There are other issues that I’m sure I could talk about, and I’m pondering one now, which I hope to post in the next few days. And I need to do an Odd Lots. What I need to do most of all, however, is stop waiting for a 3,000-word entry to occur to me. Personal energy might allow me to get the ideas, but it might not allow me to produce the copy.

So what I may do here is go back to short subjects for awhile. I may duplicate entries posted here on MeWe or possibly Facebook. I’m annoyed at Facebook for blocking a link to a news item because Facebook doesn’t like the site. They didn’t say the item itself was false or misleading. They just said that the site wasn’t trustworthy. Well–who’s trusting the New York Times these days? Mostly people who agree with them. Is that the future? All media becoming hyperpartisan and excluding links to sites for strictly ideological reasons? That’s pretty depressing too.

And that’s why I created an account on MeWe. Unlike Facebook, they don’t have enough subscribers to allow them to alienate 49% of their readers with stupid ideological posturing.

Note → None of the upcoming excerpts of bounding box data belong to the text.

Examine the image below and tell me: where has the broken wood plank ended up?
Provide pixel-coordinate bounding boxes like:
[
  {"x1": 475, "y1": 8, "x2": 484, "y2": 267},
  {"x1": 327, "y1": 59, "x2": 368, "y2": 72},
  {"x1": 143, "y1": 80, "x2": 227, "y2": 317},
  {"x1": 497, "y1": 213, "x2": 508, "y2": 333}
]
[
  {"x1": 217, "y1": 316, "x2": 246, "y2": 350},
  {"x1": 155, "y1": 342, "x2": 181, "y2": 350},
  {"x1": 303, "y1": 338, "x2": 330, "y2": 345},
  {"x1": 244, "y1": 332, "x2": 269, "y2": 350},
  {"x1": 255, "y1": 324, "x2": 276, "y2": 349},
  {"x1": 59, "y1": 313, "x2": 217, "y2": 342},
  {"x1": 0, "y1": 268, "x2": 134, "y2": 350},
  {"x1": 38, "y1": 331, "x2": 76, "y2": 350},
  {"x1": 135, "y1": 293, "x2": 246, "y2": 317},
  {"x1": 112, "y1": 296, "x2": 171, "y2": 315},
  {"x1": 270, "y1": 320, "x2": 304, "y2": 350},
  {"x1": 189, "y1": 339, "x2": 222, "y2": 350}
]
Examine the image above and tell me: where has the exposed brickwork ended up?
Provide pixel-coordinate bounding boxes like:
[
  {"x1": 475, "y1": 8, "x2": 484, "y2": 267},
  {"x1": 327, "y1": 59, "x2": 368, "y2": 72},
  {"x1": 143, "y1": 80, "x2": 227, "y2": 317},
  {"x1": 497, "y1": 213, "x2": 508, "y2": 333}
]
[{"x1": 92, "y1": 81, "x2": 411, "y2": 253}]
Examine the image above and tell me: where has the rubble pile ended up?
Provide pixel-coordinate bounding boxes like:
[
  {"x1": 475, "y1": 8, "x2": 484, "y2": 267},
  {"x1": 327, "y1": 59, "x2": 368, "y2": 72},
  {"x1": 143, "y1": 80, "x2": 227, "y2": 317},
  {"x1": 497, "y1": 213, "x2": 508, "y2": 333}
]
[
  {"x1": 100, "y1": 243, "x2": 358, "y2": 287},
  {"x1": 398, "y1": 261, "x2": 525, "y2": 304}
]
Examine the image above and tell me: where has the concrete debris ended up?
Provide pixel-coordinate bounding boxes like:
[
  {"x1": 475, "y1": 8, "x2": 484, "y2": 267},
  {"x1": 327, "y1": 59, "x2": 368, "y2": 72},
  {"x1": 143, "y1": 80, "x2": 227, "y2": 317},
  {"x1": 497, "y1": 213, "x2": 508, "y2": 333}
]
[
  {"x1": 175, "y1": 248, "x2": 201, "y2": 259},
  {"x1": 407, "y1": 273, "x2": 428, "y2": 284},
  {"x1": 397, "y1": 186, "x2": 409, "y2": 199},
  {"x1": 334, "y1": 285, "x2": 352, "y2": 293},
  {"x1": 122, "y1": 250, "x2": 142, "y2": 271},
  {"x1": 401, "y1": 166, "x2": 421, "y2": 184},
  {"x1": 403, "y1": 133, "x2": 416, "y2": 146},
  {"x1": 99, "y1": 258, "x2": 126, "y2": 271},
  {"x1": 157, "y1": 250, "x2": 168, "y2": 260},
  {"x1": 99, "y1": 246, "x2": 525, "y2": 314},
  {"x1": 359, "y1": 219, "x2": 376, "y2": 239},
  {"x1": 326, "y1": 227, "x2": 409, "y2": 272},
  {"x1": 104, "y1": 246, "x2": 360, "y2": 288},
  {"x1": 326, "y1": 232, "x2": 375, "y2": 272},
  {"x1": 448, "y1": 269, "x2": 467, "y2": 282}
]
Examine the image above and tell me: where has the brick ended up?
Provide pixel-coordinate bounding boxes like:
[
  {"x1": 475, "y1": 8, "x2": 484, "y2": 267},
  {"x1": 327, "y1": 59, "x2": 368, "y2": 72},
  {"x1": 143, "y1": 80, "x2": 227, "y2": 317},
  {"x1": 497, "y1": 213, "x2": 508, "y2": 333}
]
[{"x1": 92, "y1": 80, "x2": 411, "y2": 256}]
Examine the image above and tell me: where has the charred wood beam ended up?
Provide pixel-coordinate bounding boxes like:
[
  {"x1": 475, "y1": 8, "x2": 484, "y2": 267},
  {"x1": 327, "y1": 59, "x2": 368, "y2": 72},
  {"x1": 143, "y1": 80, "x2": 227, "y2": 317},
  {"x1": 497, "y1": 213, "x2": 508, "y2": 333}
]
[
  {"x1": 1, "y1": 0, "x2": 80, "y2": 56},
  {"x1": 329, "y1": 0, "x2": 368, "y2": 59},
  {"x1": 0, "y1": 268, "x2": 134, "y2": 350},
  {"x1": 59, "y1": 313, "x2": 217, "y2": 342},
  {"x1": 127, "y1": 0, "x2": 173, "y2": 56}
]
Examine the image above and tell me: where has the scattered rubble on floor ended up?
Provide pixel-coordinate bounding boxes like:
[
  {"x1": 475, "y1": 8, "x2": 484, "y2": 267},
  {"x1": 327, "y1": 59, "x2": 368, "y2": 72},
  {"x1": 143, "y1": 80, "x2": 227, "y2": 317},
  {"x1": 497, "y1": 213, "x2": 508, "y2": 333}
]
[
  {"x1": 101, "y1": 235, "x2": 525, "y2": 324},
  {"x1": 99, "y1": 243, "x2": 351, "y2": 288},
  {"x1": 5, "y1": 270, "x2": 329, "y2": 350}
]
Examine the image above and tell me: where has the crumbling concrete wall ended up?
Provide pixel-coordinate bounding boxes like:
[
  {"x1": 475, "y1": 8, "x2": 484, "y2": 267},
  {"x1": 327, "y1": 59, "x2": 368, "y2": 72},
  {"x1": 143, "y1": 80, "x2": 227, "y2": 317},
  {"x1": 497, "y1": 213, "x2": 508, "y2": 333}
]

The list of things they won’t allow is short and sensible: Nudity/porn, threats of violence, impersonating other people, etc. It does not pass judgment on legal content. It doesn’t sell ads or track users. It’s American-owned. Its business model depends, like so many others, on selling premium accounts. Whether that’s enough to keep them afloat over the long haul is debatable. But for now, with millions of disgruntled Facebook users flooding in, its future looks tolerably bright.

This entry is just to reassure you that I haven’t abandoned Contra. I’m going to spend a good part of the afternoon writing and queueing up some shorter entries that I will post in coming days. That’s what I did when I created Contra (and its predecessor, VDM Diary) 22 years ago. So everything old is new again…except maybe bell-bottoms and BASICA.